By Bob Tagert
Christopher Ullman: Whistling his Own Tune!
After 30 years, I am still amazed at all of the incredible individuals we have met writing this Personality Profile column and this month is no exception. Chris Ullman is a Managing Director and the Director of Global Communications for the Carlyle Group, an asset management company based in Washington, D.C. Prior to joining the Carlyle Group, Chris was Director of Communications at he U.S. Office of Management and Budget, Public Affairs Director and Spokesman for the U.S. Securities and Exchange Commission, but more than anything, Chris is a four-time national and international whistling champion.
Conservatively dressed in his suit and bowtie, I found out that there is much more to this man than his appearance. Who would think that he rides a motorcycle and whistles happy birthday to over 400 people a year and has performed with major symphony orchestras, serenaded President George W. Bush in the Oval Office and whistled the national anthem at major league sporting events. In fact, the day this issue hits the street on June 28th, Chris will be performing the national anthem at the Washington National’s baseball game against the Chicago Cubs.
Chris grew up in Massapequa Park in New York. With instruction from his dad, Chris began his whistling career at the age of five. In grade school he took up the drums, at age 13 he began to take whistling more serious and in high school he joined the choir. “Most people view whistling as a novelty,’ he tells me. To Chris, this is serious business as he has performed with more than a dozen symphony orchestras.
Happy birthday is by far the number that he performs most. “I whistle happy birthday for friends, family, strangers in restaurants, you name it.” At our meeting at Landini’s Restaurant here in Old Town, Chris gave a short performance for me and other friends. Chris also likes performing jazz and the blues because it gives him a chance to improvise and become creative.

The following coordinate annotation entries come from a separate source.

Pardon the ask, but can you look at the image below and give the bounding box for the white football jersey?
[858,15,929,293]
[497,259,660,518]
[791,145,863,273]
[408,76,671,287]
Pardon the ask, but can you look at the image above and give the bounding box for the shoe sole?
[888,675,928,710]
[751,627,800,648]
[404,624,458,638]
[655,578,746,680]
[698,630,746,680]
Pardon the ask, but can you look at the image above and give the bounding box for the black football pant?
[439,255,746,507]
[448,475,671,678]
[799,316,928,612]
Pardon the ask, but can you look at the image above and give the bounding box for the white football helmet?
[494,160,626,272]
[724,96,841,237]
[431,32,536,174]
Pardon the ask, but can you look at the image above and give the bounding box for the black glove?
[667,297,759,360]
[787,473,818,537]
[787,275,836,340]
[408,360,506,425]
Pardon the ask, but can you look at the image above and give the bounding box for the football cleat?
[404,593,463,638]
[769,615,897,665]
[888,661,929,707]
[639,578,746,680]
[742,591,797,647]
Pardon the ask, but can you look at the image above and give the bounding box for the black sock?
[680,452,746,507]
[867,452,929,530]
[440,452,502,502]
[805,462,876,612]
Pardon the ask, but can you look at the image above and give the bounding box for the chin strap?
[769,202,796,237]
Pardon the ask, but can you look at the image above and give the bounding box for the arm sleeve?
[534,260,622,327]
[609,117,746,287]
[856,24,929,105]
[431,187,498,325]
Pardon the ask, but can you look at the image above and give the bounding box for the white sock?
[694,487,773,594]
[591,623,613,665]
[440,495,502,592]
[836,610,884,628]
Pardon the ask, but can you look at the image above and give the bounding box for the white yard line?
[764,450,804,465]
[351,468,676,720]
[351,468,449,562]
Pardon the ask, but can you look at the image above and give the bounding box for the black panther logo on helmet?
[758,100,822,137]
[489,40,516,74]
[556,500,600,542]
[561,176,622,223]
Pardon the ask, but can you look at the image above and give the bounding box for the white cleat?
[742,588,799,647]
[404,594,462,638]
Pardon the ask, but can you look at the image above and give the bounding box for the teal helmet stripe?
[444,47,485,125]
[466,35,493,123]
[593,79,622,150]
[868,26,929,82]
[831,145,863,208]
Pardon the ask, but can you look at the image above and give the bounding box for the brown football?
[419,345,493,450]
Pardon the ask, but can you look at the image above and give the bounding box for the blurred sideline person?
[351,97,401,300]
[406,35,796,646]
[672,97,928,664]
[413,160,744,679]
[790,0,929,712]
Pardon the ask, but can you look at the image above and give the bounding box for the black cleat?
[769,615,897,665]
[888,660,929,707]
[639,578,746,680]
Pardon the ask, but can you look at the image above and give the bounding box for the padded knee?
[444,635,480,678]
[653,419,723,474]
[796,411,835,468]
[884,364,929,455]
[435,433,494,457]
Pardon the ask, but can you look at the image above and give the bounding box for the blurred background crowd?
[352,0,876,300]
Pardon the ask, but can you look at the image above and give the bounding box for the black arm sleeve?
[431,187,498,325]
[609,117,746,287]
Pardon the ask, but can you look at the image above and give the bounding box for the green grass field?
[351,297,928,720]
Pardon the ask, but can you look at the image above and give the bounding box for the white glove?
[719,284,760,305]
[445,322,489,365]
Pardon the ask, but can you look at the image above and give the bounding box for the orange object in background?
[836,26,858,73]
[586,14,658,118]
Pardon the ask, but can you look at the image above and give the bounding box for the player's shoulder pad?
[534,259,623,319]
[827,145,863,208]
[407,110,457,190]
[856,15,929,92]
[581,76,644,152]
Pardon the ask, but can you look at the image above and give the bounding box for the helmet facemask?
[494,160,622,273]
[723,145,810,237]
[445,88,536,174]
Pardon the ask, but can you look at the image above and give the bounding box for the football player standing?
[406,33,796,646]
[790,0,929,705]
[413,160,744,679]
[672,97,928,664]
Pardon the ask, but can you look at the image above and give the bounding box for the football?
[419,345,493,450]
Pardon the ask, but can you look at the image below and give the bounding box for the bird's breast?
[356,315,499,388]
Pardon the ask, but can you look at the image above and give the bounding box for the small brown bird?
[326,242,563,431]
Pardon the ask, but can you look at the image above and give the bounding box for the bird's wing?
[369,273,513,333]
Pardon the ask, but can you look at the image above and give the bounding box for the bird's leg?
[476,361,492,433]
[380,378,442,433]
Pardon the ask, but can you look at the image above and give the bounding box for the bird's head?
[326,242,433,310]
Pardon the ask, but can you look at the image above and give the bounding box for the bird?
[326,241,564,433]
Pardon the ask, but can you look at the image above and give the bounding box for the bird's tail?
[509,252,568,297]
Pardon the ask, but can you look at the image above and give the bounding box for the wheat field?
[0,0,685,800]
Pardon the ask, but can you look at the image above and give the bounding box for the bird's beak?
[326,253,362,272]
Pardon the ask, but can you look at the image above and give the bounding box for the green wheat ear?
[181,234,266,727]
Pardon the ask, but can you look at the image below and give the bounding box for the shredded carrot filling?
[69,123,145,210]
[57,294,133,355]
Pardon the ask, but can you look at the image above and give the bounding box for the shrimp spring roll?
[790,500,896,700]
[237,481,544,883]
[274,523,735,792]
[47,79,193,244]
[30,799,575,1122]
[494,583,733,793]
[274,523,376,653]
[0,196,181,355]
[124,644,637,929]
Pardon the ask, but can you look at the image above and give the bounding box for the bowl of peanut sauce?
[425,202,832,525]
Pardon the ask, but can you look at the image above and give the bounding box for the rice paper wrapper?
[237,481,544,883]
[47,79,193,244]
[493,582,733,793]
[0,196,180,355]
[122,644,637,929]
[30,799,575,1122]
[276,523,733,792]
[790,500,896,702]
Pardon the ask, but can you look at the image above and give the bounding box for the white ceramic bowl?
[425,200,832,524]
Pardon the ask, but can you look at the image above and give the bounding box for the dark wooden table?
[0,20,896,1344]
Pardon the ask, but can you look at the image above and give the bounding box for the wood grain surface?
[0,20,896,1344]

“These stories remind me to make the most of the gifts God has given me, because we never know when hardship or tragedy will strike. On a daily basis, they help me keep life in perspective and appreciate the tasty fruit smoothie and egg sandwich I have most mornings. If the greatest hardship I have today is dealing with bad traffic or a challenging person at work, then I’m doing pretty well. And those times when I face serious struggles, I’m reminded that if I dig deeper, I’ll likely find untapped reserves of energy, insight, and hope,” he says.
“In this spirit, Find Your Whistle started out as a collection of lessons learned from my nearly half-century whistling journey. But two years into the process of thinking and writing, I came to a humbling conclusion: I’m not a hero, therefore my moral authority in terms of “lessons learned” was minimal.’
In reading Find Your Whistle you will learn a lot about Chris Ullman, but even more, you will learn about yourself. There are real life experiences we have all had that make it possible to find our own whistle!